Aimar was a mercurial rider, troubled by fluctuating fitness and intermittent doping bans. He had ridden for Géminiani in the Bic team, sponsored by a ballpoint and cigarette-lighter company. That was 1969. The team turned out such a disaster that Géminiani waved it goodbye when the race reached his home in Clermont-Ferrand and left his riders to get to Paris by themselves.
By 1973, the year that Géminiani entranced De Kova, Aimar was still a curly-haired name but more of a memory. As a sales aid to an American dancer who knew little of cycling, though, he was invaluable. De Kova signed a cheque and Géminiani signed Aimar and 16 other riders whose names meant as little then as they do now. The only thing that made them stand out was their pink jersey with a broad white band. Unless, that is, you count the fact that De Kova supplied the last five riders to reach Paris. Given that only eight team members reached the capital anyway, that is quite a record.
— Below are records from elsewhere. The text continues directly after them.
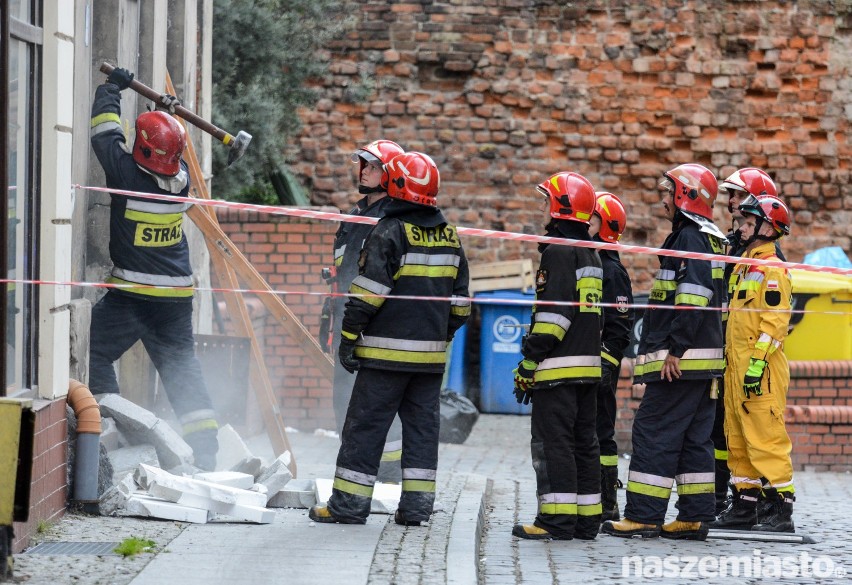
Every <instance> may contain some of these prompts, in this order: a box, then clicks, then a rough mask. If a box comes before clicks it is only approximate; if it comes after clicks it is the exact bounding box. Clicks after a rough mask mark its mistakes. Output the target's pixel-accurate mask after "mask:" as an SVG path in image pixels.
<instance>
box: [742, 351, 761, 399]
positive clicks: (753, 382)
mask: <svg viewBox="0 0 852 585" xmlns="http://www.w3.org/2000/svg"><path fill="white" fill-rule="evenodd" d="M765 367H766V362H765V361H763V360H757V359H754V358H751V359H750V360H749V362H748V370H746V375H745V378H743V391H744V392H745V395H746V398H748V397H749V394H751V393H754V394H755V395H756V396H761V395H762V394H763V390H761V389H760V381H761V380H762V379H763V369H764V368H765Z"/></svg>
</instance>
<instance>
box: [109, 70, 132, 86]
mask: <svg viewBox="0 0 852 585" xmlns="http://www.w3.org/2000/svg"><path fill="white" fill-rule="evenodd" d="M131 81H133V74H132V73H131V72H130V71H128V70H127V69H124V68H123V67H116V68H115V69H113V70H112V73H110V74H109V77H107V83H112V84H113V85H117V86H118V90H119V91H122V90H125V89H127V88H128V87H130V82H131Z"/></svg>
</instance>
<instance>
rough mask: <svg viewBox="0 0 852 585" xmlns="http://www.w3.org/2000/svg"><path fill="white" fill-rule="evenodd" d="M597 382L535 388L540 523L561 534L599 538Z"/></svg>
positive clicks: (532, 433) (536, 461)
mask: <svg viewBox="0 0 852 585" xmlns="http://www.w3.org/2000/svg"><path fill="white" fill-rule="evenodd" d="M597 391H598V388H597V385H596V384H560V385H558V386H554V387H552V388H545V389H541V390H539V389H536V390H535V391H534V392H533V408H532V417H531V418H532V421H531V434H532V439H531V442H530V447H531V451H532V463H533V469H535V477H536V487H537V490H536V491H537V496H538V515H537V516H536V519H535V525H536V526H538V527H539V528H543V529H545V530H547V531H548V532H549V533H550V534H552V535H553V536H554V537H556V538H564V539H570V538H574V537H577V538H584V539H591V538H594V537H595V535H596V534H597V533H598V529H599V528H600V522H601V493H600V492H601V468H600V451H599V450H598V438H597V434H596V433H595V419H596V417H597V407H596V402H597Z"/></svg>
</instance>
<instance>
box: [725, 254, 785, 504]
mask: <svg viewBox="0 0 852 585" xmlns="http://www.w3.org/2000/svg"><path fill="white" fill-rule="evenodd" d="M744 257H746V258H765V259H776V260H777V257H776V256H775V244H774V243H773V242H768V243H765V244H761V245H759V246H757V247H755V248H754V249H752V250H750V251H748V252H746V254H744ZM732 283H733V287H732V292H731V298H730V299H729V306H730V309H731V310H730V313H729V315H728V328H727V335H726V339H725V357H726V360H727V368H726V370H725V436H726V437H727V440H728V468H729V469H730V470H731V483H733V484H734V485H735V486H736V487H737V489H748V488H755V487H761V480H760V478H761V477H763V478H766V479H767V480H768V481H769V485H768V486H766V487H773V488H775V489H776V490H778V491H779V492H793V491H794V489H793V464H792V461H791V460H790V451H791V450H792V444H791V443H790V437H789V436H788V435H787V430H786V428H785V427H784V409H785V407H786V405H787V389H788V388H789V386H790V367H789V365H788V363H787V358H786V356H785V355H784V351H783V345H782V344H783V341H784V338H785V337H786V335H787V326H788V324H789V322H790V312H789V311H790V303H791V294H792V283H791V279H790V275H789V273H788V272H787V270H785V269H783V268H772V267H767V266H749V265H747V264H737V266H736V267H735V268H734V272H733V278H732ZM741 308H746V309H764V310H761V311H742V310H738V309H741ZM751 358H755V359H761V360H764V361H766V362H767V364H766V367H765V369H764V372H763V379H762V380H761V384H760V388H761V394H760V395H757V394H755V393H751V394H750V396H746V394H745V392H744V390H743V379H744V377H745V375H746V371H747V370H748V368H749V361H750V359H751Z"/></svg>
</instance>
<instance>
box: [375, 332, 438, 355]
mask: <svg viewBox="0 0 852 585" xmlns="http://www.w3.org/2000/svg"><path fill="white" fill-rule="evenodd" d="M361 339H362V340H363V342H362V343H363V344H364V345H365V346H370V347H375V348H380V349H397V350H400V351H430V352H431V351H446V349H447V342H446V341H418V340H415V339H395V338H393V337H376V336H375V335H364V336H362V338H361Z"/></svg>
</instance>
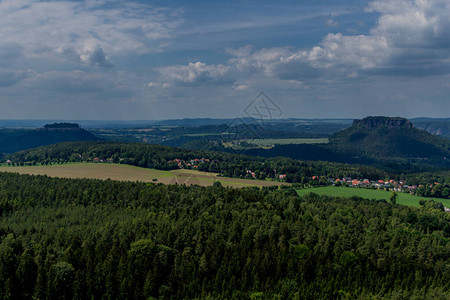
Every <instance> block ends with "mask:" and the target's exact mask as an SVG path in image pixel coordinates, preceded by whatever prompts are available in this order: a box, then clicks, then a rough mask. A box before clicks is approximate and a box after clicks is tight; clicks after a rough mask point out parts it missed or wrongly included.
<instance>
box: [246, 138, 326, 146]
mask: <svg viewBox="0 0 450 300" xmlns="http://www.w3.org/2000/svg"><path fill="white" fill-rule="evenodd" d="M245 141H246V142H248V143H250V144H255V145H258V146H272V145H288V144H327V143H328V139H327V138H295V139H254V140H245Z"/></svg>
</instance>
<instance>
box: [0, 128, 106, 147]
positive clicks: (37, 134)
mask: <svg viewBox="0 0 450 300" xmlns="http://www.w3.org/2000/svg"><path fill="white" fill-rule="evenodd" d="M97 140H99V138H98V137H96V136H95V135H93V134H92V133H90V132H89V131H87V130H84V129H83V128H81V127H80V126H79V125H78V124H75V123H54V124H47V125H45V126H44V127H41V128H38V129H0V153H12V152H16V151H20V150H24V149H30V148H34V147H40V146H45V145H50V144H56V143H61V142H69V141H97Z"/></svg>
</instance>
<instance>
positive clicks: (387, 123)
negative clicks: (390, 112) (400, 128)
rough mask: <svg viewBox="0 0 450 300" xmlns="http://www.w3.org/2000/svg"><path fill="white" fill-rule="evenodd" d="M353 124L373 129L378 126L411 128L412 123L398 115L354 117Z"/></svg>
mask: <svg viewBox="0 0 450 300" xmlns="http://www.w3.org/2000/svg"><path fill="white" fill-rule="evenodd" d="M353 126H355V127H362V128H366V129H375V128H378V127H382V126H384V127H391V128H394V127H406V128H412V127H413V124H412V123H411V121H410V120H408V119H405V118H400V117H366V118H364V119H361V120H359V119H355V120H354V121H353Z"/></svg>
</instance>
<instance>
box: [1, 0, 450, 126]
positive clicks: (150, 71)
mask: <svg viewBox="0 0 450 300" xmlns="http://www.w3.org/2000/svg"><path fill="white" fill-rule="evenodd" d="M261 91H264V92H265V93H266V94H267V95H269V96H270V97H271V98H272V100H273V101H274V102H276V104H277V105H278V106H279V107H280V108H281V110H282V111H283V115H282V117H285V118H288V117H298V118H355V117H364V116H366V115H390V116H394V115H395V116H404V117H417V116H429V117H449V112H450V1H448V0H375V1H364V0H359V1H357V0H345V1H344V0H302V1H290V0H281V1H276V0H270V1H266V0H259V1H250V0H247V1H245V0H244V1H235V0H231V1H216V0H212V1H199V0H193V1H182V0H165V1H163V0H157V1H114V0H108V1H104V0H98V1H96V0H85V1H79V0H78V1H46V0H41V1H38V0H0V118H2V119H79V120H89V119H97V120H108V119H109V120H155V119H167V118H193V117H203V118H206V117H210V118H220V117H222V118H233V117H238V116H241V115H242V114H243V111H244V109H245V107H246V106H247V105H248V104H249V103H250V102H251V101H252V100H253V99H254V98H255V97H256V96H257V95H258V93H259V92H261Z"/></svg>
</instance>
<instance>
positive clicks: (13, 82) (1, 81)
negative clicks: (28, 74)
mask: <svg viewBox="0 0 450 300" xmlns="http://www.w3.org/2000/svg"><path fill="white" fill-rule="evenodd" d="M27 76H28V74H27V72H22V71H9V70H0V87H9V86H13V85H16V84H17V83H19V82H20V81H21V80H22V79H25V78H27Z"/></svg>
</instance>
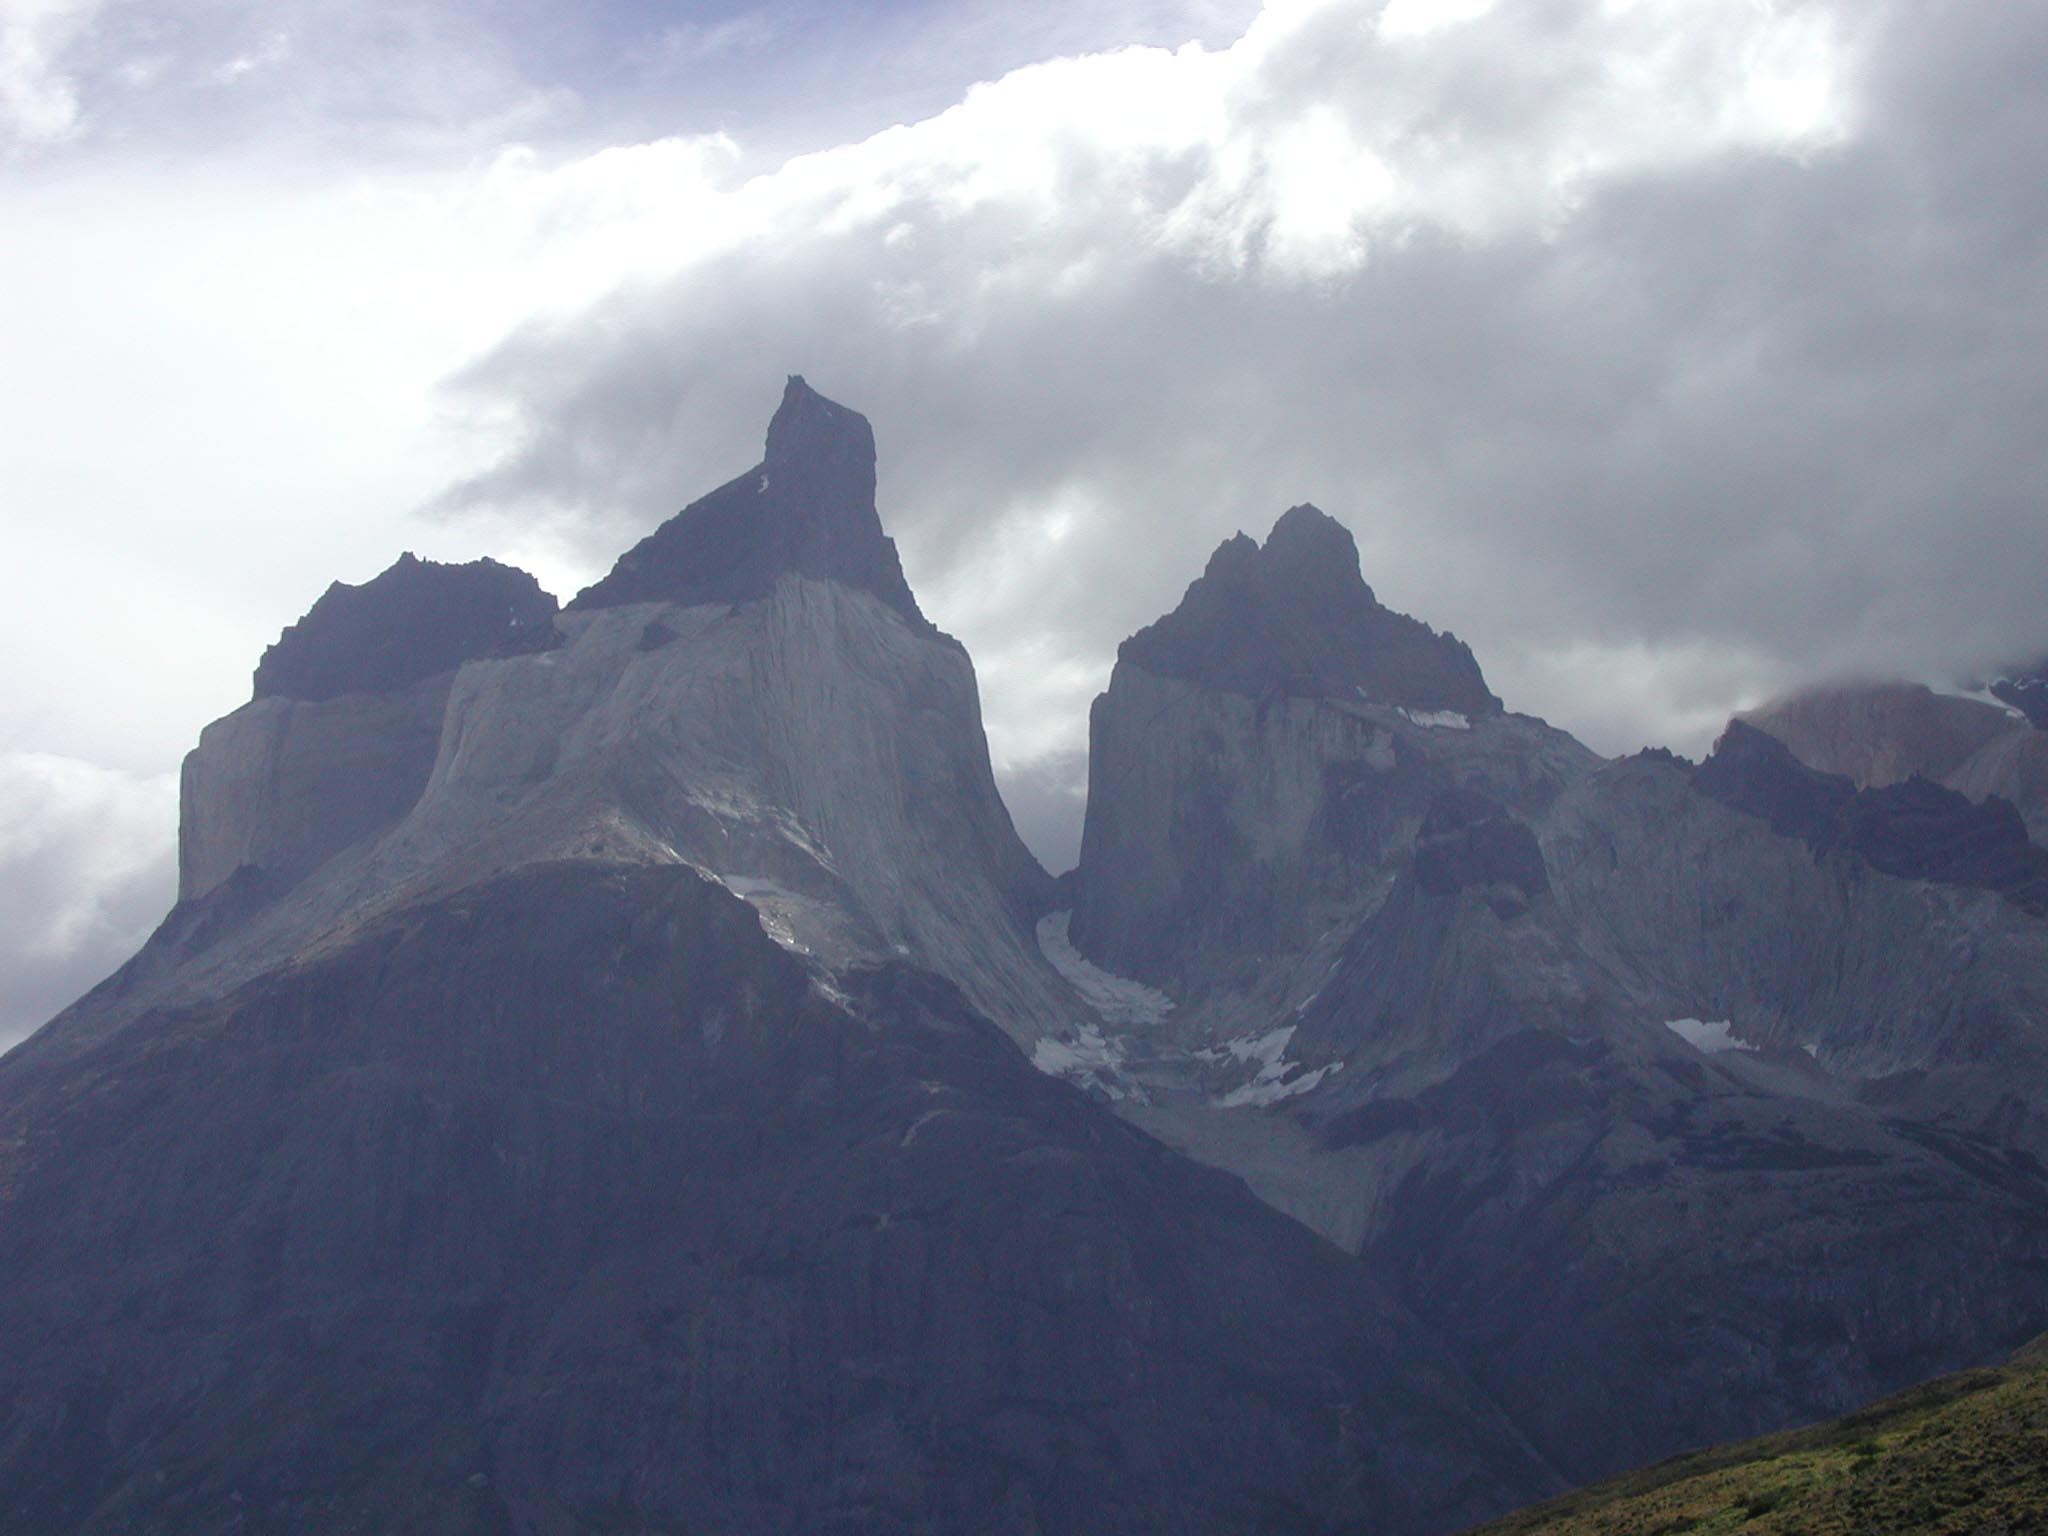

The winner was Luis Ocaña, who could only have smiled at Géminiani's misfortunes. The two had been together at Bic, another company that Géminiani had brought into cycling. When Ocaña complained to the papers that he hadn't been paid, the owner of the company, Marcel Biche, pointed out that the money had left him and been paid into the team's account. He despaired at the less than open nature of cycling and withdrew his sponsorship at the end of that year.
De Kova didn't need to withdraw her own sponsorship. She had no need. Her money had all been spent before the end of the Tour and the team was no more. Its supposed star, Aimar, who came 17th, went off to become a cycling coach and then to run the Tour of the Mediterranean. He and Raphaël Géminiani are still with us. De Gribaldy died in 1987. Nothing more was ever heard of their riders. And Miriam De Kova? I have no idea. Perhaps somewhere there's a wizened old lady who still dreams of singing in a Parisian cabaret. And of the day she saw her name in the results of the Tour de France. Provided, that is, you read them from the bottom up.